Auth profiles can use refs too
Model authentication is another place where operators accidentally spread secrets. OpenClaw supports OAuth and API keys for model providers, but for always-on gateway hosts the authentication docs recommend API keys as the predictable option. Put the key on the gateway host, verify with openclaw models status, and if the gateway runs under systemd or launchd, keep daemon-readable values in ~/.openclaw/.env.
For auth profile storage, static credentials can use refs. API-key credentials can use keyRef, and token credentials can use tokenRef. Token profiles still obey expiration semantics: expires is optional, but if present it must be finite and greater than zero; expired or invalid values make the profile ineligible. A tokenRef does not bypass expiration validation.

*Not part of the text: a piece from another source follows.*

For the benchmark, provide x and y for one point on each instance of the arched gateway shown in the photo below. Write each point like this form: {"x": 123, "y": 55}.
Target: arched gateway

The docs also draw a line around runtime-minted, rotating, and OAuth refresh material. Those are intentionally excluded from read-only SecretRef resolution. That boundary is healthy. SecretRefs are for static credential references, not a promise to turn every provider’s refresh behavior into a copyable config object.
The practical checklist
- Do not paste keys into prompts, chat threads, markdown runbooks, or tickets.
- Replace supported plaintext credentials with SecretRefs for
env,file, orexecproviders. - Run
openclaw secrets audit --checkbefore and after migration. - Use
openclaw secrets apply --dry-runbefore write mode. - Pass
--allow-execonly when you intentionally want exec providers to run. - Reload the secrets snapshot after backend rotation with
openclaw secrets reload. - Use
openclaw models status --checkto catch expired or missing provider auth before agents fail mid-work.
Secrets discipline is not a nice-to-have for autonomous agents. Agents summarize context, call tools, write files, open PRs, run crons, and talk in channels. The safest credential is the one the agent can reference operationally without ever needing to quote back to a human or leak through a commit.
OpenClaw’s SecretRef system gives you that operating shape: references in config, strict activation, atomic reload, audit visibility, and one-way scrubbing instead of secret-hoarding backups. It is boring infrastructure, which is exactly what credential handling should be.